Au Gobelet d'Or, N'Guyen Anza enregistre une baisse de fréquentation.
© Zoé Dert-Chopin
La boucherie de New Taybat a ouvert les portes de son établissement il y a 27 ans. © Carla Génévrier
Soutenir les auto-entrepreneurs
À défaut de subventions, l’Eurométropole et ses partenaires tentent bien d’encourager des résidents de QPV à se lancer dans l’aventure de l’entreprenariat. L’accès au crédit devient par exemple plus facile. Pour ceux qui ont un projet, il y a CitésLab. Fruit du partenariat entre l’Eurométropole et l’agence de conseils Tempo, ce dispositif accompagne toutes les étapes de la création d’entreprises. L’objectif est de pérenniser ces projets au sein du QPV. En réalité, au moment de se lancer “tous (les entrepreneurs, ndlr) ont en tête un jour de quitter le quartier ”, reconnaît Matthieu Bolot, chargé de mission à CitésLab, en parlant des 19 habitants de la Laiterie qu’il a accompagnés de 2017 à aujourd’hui. Mais si les gens veulent partir, pourquoi passe-t-on de 120 entreprises à 156 à la Laiterie, entre 2015 et 2019, d’après l’Insee ? “Enormément d’auto-entrepreneurs travaillent de chez eux ”, ajoute Matthieu Bolot. Si une trentaine d’entreprises tiennent une vitrine, 85,3 % d’entre elles sont belles et bien invisibles.
Redonner un coup de neuf aux vitrines des boutiques faisait partie des objectifs pour le QPV Laiterie. Aucun des intéressés rencontrés n’en a profité jusqu’à présent. Pourtant, l’état de certaines devantures reflètent les difficultés des commerces du quartier.
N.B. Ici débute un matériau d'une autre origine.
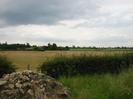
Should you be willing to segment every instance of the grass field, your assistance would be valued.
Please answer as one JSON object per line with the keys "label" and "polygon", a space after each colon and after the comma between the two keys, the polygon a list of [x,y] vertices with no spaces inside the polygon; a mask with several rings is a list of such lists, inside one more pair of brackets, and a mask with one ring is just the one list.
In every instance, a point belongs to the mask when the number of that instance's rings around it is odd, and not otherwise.
{"label": "grass field", "polygon": [[[27,65],[36,71],[39,64],[60,55],[114,55],[129,51],[0,51],[18,68],[27,69]],[[60,77],[58,79],[70,88],[70,99],[133,99],[133,69],[116,74],[80,75],[74,77]]]}
{"label": "grass field", "polygon": [[130,52],[131,50],[122,51],[0,51],[0,55],[6,56],[13,64],[16,65],[17,70],[25,70],[30,65],[30,69],[36,71],[37,67],[49,58],[56,56],[72,56],[72,55],[111,55]]}
{"label": "grass field", "polygon": [[70,88],[70,99],[133,99],[133,70],[119,75],[86,75],[61,77]]}

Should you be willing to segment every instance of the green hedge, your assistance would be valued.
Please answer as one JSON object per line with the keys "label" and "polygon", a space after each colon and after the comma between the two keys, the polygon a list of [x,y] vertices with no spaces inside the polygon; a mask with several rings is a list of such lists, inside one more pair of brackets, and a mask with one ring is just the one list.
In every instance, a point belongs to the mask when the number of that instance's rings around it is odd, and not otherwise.
{"label": "green hedge", "polygon": [[0,77],[15,71],[15,66],[6,57],[0,56]]}
{"label": "green hedge", "polygon": [[104,56],[59,56],[40,66],[43,73],[52,77],[83,74],[119,73],[133,64],[133,53]]}

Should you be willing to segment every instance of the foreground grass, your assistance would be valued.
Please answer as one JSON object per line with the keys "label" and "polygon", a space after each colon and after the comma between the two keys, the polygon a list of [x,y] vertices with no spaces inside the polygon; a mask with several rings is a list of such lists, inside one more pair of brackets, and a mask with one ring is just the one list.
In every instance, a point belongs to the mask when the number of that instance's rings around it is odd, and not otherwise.
{"label": "foreground grass", "polygon": [[119,75],[61,77],[71,90],[70,99],[133,99],[133,69]]}
{"label": "foreground grass", "polygon": [[42,62],[47,61],[49,58],[56,56],[80,56],[80,55],[112,55],[112,54],[122,54],[132,52],[127,51],[105,51],[105,50],[95,50],[95,51],[0,51],[0,55],[6,56],[10,61],[14,63],[17,67],[17,71],[22,71],[27,69],[27,65],[31,66],[31,70],[36,71],[38,65]]}

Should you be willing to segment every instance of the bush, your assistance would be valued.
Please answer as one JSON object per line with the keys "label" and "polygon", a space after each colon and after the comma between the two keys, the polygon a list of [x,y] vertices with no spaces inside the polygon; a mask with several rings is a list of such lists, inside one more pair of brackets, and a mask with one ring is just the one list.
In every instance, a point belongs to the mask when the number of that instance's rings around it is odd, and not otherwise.
{"label": "bush", "polygon": [[0,77],[3,74],[12,73],[15,71],[15,66],[6,57],[0,56]]}
{"label": "bush", "polygon": [[133,61],[133,53],[104,56],[59,56],[44,62],[40,66],[43,73],[52,77],[84,74],[119,73],[129,68]]}

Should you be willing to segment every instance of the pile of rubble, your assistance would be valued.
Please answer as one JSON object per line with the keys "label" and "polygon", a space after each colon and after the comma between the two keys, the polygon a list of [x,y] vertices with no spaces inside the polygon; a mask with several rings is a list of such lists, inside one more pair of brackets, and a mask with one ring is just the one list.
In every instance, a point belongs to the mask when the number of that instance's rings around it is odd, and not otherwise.
{"label": "pile of rubble", "polygon": [[69,91],[42,73],[14,72],[0,79],[0,99],[67,99]]}

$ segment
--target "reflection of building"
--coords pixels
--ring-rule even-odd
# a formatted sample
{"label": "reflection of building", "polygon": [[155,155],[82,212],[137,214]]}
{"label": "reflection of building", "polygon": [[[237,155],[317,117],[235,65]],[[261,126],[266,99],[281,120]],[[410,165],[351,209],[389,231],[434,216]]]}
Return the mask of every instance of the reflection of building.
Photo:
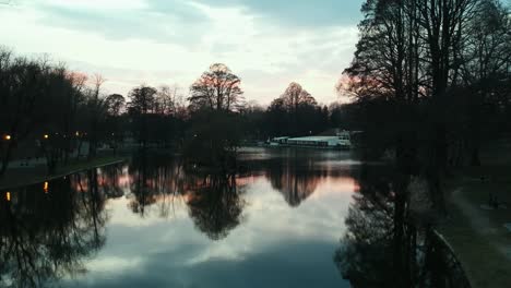
{"label": "reflection of building", "polygon": [[298,159],[271,163],[266,177],[274,189],[284,195],[289,206],[296,207],[314,193],[325,171],[314,170]]}

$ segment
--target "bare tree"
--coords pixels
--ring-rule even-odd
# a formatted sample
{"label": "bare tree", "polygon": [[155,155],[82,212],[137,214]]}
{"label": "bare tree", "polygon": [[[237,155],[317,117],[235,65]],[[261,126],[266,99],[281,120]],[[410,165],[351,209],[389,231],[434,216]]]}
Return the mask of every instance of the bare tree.
{"label": "bare tree", "polygon": [[238,110],[243,92],[241,80],[225,64],[216,63],[190,87],[188,98],[192,109]]}

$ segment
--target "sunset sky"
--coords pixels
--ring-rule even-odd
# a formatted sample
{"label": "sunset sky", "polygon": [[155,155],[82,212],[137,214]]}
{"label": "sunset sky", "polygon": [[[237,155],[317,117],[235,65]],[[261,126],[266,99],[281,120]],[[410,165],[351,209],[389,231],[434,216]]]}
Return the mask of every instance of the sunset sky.
{"label": "sunset sky", "polygon": [[[106,93],[190,84],[222,62],[247,100],[266,105],[296,81],[318,101],[357,40],[361,0],[0,0],[0,45],[100,73]],[[7,4],[5,4],[7,3]]]}

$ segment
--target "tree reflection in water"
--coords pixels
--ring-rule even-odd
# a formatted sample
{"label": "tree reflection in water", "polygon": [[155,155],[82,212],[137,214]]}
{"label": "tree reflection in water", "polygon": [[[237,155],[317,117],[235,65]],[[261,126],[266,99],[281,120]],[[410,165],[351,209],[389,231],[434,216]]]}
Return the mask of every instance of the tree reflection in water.
{"label": "tree reflection in water", "polygon": [[105,243],[105,195],[95,171],[0,192],[0,286],[38,287],[84,272]]}
{"label": "tree reflection in water", "polygon": [[352,287],[470,287],[431,217],[411,205],[409,181],[383,167],[363,167],[334,261]]}
{"label": "tree reflection in water", "polygon": [[234,175],[213,175],[192,188],[187,204],[199,230],[212,240],[219,240],[239,225],[245,201]]}
{"label": "tree reflection in water", "polygon": [[198,229],[213,240],[225,238],[240,223],[245,201],[235,175],[185,171],[175,157],[140,153],[129,168],[129,207],[141,217],[155,207],[168,217],[175,200],[183,200]]}

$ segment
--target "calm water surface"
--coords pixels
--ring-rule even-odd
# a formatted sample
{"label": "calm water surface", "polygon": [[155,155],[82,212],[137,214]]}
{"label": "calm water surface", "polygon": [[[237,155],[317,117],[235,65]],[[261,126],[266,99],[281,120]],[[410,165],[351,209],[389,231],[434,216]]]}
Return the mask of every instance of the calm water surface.
{"label": "calm water surface", "polygon": [[299,149],[241,163],[224,181],[138,156],[1,191],[0,286],[349,287],[334,256],[359,164]]}

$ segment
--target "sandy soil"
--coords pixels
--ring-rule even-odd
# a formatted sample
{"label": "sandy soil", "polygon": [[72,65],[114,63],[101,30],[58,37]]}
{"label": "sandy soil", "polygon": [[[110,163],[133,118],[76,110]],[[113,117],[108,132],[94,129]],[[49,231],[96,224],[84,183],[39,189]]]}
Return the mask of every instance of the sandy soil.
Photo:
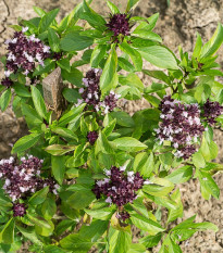
{"label": "sandy soil", "polygon": [[[60,8],[59,18],[62,18],[80,0],[0,0],[0,56],[5,52],[2,42],[13,33],[8,26],[16,24],[18,16],[24,18],[35,16],[33,5],[38,5],[46,11]],[[113,2],[124,5],[126,0],[115,0]],[[109,11],[103,0],[95,0],[92,8],[108,16]],[[122,10],[124,10],[123,7]],[[163,38],[164,43],[174,52],[177,52],[178,45],[182,45],[186,51],[191,52],[196,31],[201,34],[203,41],[207,41],[213,34],[218,22],[223,22],[223,0],[171,0],[169,9],[165,0],[141,0],[135,10],[136,15],[143,16],[150,16],[156,12],[160,13],[156,31]],[[219,62],[223,67],[223,50],[220,51]],[[145,84],[149,85],[149,80],[145,76],[141,77]],[[144,102],[127,103],[124,107],[128,112],[133,112],[145,105]],[[18,139],[24,131],[24,123],[21,119],[14,119],[11,109],[3,114],[0,112],[0,159],[10,154],[10,143]],[[215,131],[214,135],[220,147],[218,161],[223,162],[222,132]],[[223,176],[216,175],[215,180],[222,193]],[[182,185],[181,191],[185,206],[185,218],[197,213],[197,222],[209,220],[216,224],[220,228],[218,233],[210,231],[196,233],[191,239],[183,243],[183,252],[223,252],[223,197],[221,195],[220,200],[211,199],[210,201],[205,201],[201,198],[199,182],[196,179]]]}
Des commerçants ont décidé de les moderniser par leurs propres moyens, à l’image de la boulangerie centenaire Blédor. Amine Némard et son établissement Délicious Food sont, eux, installés rue de Molsheim depuis 2018. Déçu du manque de fréquentation, le gérant pense déjà à s’en aller. Et les travaux entamés depuis novembre sur le boulevard de Lyon ne semblent pas aider. “Heureusement que j’ai une clientèle fidèle”, soupire un manager du fast-food Akabe, qui voit le manque de places de parking comme un frein supplémentaire au pouvoir d’attraction du secteur.
Pas d'association de commerçants
Quant à l’association de commerçants du quartier, elle n’a pas vu le jour. Christelle Ladenburger admet que “pour la mise en place d’un réseau des commerçants, il y a encore du travail” À propos du développement économique, elle nuance : “Tout n’est pas encore enterré. On avait fait une étude du tissu économique du quartier Gare-Laiterie en 2018-2019, mais faute de moyens humains il n’a pas été possible de poursuivre ce travail. On a répondu à d’autres urgences, notamment depuis 2020 (du fait de la crise Covid, ndlr).”
Si plusieurs habitants apprécient les efforts d'aménagement du QPV, concernant l'offre de commerces, ils attendent mieux. D’après Yann, résidant depuis 20 ans, “les commerces du coin ne satisfont que le strict minimum” et regrette qu’il n’y ait pas davantage de vie de quartier et de lieux conviviaux, “comme des cafés”. “C’est dommage qu’il n’y ait pas plus de commerces diversifiés ici”, regrette de son côté Baptiste, qui s’est installé il y a quatre ans. Huit ans après son classement en QPV, la Laiterie peine toujours au plan économique, et les entreprises en paient le prix.